Poza tym o iCar/Mega etc. i tak mam dobre zdanie, bo normalne ceny i przez tyle lat to pierwszy, który próbował coś kombinować.
metaxy - Czytam sobie o kontrolach #taxi i tak mi się przypomniała historyjka sprzed ...

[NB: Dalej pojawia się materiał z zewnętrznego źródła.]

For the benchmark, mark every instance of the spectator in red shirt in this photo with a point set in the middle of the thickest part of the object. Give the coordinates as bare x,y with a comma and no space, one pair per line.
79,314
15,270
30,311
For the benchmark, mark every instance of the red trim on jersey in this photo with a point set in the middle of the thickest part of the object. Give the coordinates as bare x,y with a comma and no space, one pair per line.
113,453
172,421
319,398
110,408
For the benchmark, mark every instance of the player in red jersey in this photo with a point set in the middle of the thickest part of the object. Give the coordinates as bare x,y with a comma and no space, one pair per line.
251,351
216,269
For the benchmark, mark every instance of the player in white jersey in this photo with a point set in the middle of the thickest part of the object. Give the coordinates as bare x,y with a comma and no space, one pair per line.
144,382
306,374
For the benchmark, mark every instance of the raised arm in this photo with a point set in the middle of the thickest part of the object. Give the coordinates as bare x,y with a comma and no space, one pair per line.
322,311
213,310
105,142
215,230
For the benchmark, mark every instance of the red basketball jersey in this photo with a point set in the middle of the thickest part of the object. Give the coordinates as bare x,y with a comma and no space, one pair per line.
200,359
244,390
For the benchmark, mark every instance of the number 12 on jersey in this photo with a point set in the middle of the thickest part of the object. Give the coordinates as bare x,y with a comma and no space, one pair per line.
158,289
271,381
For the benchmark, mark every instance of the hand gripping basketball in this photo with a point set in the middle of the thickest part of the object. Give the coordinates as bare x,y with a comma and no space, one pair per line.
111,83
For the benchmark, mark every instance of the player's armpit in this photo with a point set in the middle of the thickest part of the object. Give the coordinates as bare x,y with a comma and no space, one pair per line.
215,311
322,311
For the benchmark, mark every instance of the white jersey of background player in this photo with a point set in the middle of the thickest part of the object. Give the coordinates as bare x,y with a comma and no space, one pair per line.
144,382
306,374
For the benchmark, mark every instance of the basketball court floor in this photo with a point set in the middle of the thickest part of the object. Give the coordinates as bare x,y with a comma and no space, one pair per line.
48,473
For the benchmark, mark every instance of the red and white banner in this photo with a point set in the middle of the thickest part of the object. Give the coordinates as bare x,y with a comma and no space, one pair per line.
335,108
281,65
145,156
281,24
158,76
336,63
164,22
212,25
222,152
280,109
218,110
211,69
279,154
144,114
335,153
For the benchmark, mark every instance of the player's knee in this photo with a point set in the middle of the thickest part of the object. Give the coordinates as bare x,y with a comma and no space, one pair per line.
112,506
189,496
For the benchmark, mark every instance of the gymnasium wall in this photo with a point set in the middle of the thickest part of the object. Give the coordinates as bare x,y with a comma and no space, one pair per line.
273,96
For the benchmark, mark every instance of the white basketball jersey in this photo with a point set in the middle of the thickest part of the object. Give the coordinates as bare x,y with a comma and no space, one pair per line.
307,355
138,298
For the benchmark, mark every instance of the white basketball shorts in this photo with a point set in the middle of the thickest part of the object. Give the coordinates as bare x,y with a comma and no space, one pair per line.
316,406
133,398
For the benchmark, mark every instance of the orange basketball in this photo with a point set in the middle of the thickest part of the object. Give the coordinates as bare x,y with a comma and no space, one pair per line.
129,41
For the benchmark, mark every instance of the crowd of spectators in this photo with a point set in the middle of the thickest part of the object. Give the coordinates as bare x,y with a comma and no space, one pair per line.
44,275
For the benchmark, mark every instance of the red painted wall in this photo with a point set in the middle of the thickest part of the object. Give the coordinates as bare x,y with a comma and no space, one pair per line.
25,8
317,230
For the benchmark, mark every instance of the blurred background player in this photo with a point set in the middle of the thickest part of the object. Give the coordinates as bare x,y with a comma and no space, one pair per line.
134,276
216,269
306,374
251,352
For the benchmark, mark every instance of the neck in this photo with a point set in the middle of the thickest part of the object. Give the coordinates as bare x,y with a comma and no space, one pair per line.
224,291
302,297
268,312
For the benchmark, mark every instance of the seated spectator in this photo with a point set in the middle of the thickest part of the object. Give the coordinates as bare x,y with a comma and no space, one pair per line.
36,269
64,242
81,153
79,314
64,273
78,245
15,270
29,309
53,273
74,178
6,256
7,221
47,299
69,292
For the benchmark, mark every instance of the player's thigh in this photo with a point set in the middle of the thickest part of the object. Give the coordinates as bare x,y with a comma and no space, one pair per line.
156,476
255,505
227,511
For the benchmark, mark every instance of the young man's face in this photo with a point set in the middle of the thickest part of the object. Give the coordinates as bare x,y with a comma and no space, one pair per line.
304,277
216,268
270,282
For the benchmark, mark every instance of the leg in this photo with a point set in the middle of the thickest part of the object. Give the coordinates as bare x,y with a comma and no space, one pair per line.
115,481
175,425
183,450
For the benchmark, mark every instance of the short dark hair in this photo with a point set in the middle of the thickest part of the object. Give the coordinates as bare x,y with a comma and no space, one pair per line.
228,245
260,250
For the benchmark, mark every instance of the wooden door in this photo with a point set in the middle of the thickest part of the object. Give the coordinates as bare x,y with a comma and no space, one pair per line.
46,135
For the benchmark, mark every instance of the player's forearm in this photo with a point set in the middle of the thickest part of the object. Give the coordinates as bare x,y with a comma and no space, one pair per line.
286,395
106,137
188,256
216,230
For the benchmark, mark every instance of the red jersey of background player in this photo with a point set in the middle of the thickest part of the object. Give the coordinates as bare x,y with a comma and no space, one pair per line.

źródło: comment_Ev448tMs3ysh1XVecSfKicwxkHISXqi4.jpg

Pobierz
  • 12
A to był samochód z iCara?


@heterotopia: Jep. Na dodatek zamówiony ich apką. Telefon od korpo też był, że już czeka. Swoją drogą to dzwonienie jest głupie. SMS był lepszy, bo zawsze można było przeczytać, a jak jest głośno i nie dosłyszysz to słabo.
To, że inni nie umieją liczyć, to ja za to muszę płacić.


@galarulez: Oni upadną, a Ty zostaniesz skoro ich model biznesowy jest zły. Natomiast to, że kilka lat to już trwa sugeruje, że jednak jakoś dają radę. Takim argumentem, że ktoś inny ma taniej i psuje rynek, co doprowadzi do totalnego kolapsu branży, można "bronić" każdą dziedzinę gospodarki.
@metaxy: szybko nie upadną, znam wielu co zaczynało w icarze i mega i po kilku miesiącach rezygnowali jak zaglądnęli do portfela. Tam jest ciągła rotacja, przychodzą i odchodzą to może trwać jeszcze wiele lat. W sumie podobnie jest w uberze ;D
@metaxy: przecież iCar nie dawno jeszcze jeździł bez licencji i był przez taksówkarzy tępiony bardziej niż Uber, dopiero później postanowili zacząć działać jako taksówka i udowodnić, że wciąż da się taniej.
@metaxy kiedys duzo jezdzilem icar bo firma w ktorej pracowalem miala z nimi podpisana umowe i kierowcy zostawialem bloczek jak za prlu ;)
Jedno co zapamietalem to psiaczenie na korki, ze nic nie zarobia, ze studenty nazjezdzaly sie z wiosek, maja po dwa auta, i ogolnie rozmowa opierala sie jak to jest zle. Ale fakt byli chyba najtansi, nie wiem jak jest teraz
@devcoder: Dalej są, razem z Mega. Mega jest troszkę tańszy gdy nie ma korków, iCar nie pobiera opłaty za korki więc opłaca się nim jeździć gdy jest większy ruch (ale i tak różnica jest nieznaczna). Ten sam poziom cenowy co Uber.